In Dallas, Many Lessons Learned From First Ebola Case
ROBERT SIEGEL, HOST:
In Dallas today health officials are dealing with their second Ebola patient, a nurse who cared for Thomas Eric Duncan, who died last Wednesday. Member station KERA has confirmed that the nurse is 26-year-old Nina Pham. According to Dr. Thomas Frieden of the Centers for Disease Control and Prevention, it is not yet known how she became infected.
THOMAS FRIEDEN: We have not identified a specific problem that led to this infection. We have identified a series of things where we can make the care safer and easier for the health care workers who are providing it.
SIEGEL: As the investigation continues, Dallas residents are already noticing changes in the way officials are communicating with the public. From member station KERA in Dallas, Lauren Silverman reports.
LAUREN SILVERMAN, BYLINE: Today it's business as usual in this upper-middle-class neighborhood known as the M Streets, where nurse Nina Pham lives. Garbage trucks pick up trash cans below large live oak and pecan trees. People are walking their dogs and pushing strollers past brick houses decorated with Halloween spider webs.
Tommy Hicks says this latest Ebola news doesn't faze him.
TOMMY HICKS: Not scary at all, really. I mean, we're not in any way frightened by the disease. It's incredibly hard to get and I feel completely safe in our neighborhood.

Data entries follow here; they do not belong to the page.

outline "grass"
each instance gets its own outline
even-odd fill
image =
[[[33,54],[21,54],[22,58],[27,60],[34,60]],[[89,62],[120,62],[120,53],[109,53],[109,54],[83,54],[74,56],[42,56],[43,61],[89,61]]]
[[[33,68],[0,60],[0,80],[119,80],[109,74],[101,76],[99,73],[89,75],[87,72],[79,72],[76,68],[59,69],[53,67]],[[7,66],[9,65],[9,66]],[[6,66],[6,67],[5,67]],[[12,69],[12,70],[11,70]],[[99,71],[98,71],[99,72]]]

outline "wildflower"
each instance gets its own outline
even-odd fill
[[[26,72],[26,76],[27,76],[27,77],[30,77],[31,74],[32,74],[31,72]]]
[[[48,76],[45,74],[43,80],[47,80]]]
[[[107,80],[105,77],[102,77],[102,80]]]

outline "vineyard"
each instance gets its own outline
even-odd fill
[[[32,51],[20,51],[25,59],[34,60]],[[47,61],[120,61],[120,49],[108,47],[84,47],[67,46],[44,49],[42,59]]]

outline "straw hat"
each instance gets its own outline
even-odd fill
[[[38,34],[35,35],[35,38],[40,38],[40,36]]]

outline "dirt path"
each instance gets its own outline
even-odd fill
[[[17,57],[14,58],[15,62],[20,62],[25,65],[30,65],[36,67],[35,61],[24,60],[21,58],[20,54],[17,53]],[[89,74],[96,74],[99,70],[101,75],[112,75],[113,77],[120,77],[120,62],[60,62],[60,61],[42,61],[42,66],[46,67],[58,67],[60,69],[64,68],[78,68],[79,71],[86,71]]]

SILVERMAN: That's partly because Dallas city and county officials responded very differently to the news of a second infection.
HICKS: I don't think they knew what they were dealing with the first time around. This particular incident - I can't imagine them doing it any better than they have.
SILVERMAN: Within an hour of finding out a neighbor had Ebola on Sunday morning, Hicks was on his front lawn with his wife and baby shaking hands with Dallas mayor, Mike Rawlings. The city had already knocked on doors across the neighborhood, leaving information packets about Ebola and making reverse 911 calls to houses within four blocks of the apartment.
(SOUNDBITE OF REVERSE 911 PHONE CALL)
UNIDENTIFIED MAN #1: This is an important message from the city of Dallas. Please be advised that a health care worker who lives in your area has tested positive for the Ebola virus.
SILVERMAN: Mary Jud got that call early yesterday morning. She and her husband live around the corner from the small 1930s brick apartment building where the nurse lives. Rather than be upset about the early morning call, Jud says she was grateful.
MARY JUD: It made me feel very comfortable and very safe that the city is taking care of its neighbors.
SILVERMAN: This neighborhood is just four miles south of the Vickery Meadow apartment complex where Thomas Eric Duncan first showed symptoms of Ebola after arriving from Liberia. It took city officials five days to clean Duncan's apartment. This time, hazmat crews arrived within hours. It also took days for the city to identify all of the nearly 50 people Duncan had contact with. In this latest case, Dallas mayor, Mike Rawlings, says city officials moved much more quickly.
MAYOR MIKE RAWLINGS: The entire process, from the patient's self-monitoring to the admission into isolation, took less than 90 minutes.
SILVERMAN: All along, city officials cautioned that a second Ebola case here was possible. The fact that it was a health care worker may be a surprise to some. What officials are trying to show is that they learned from the first case and are now counting on more timely information and precautions to keep residents calm.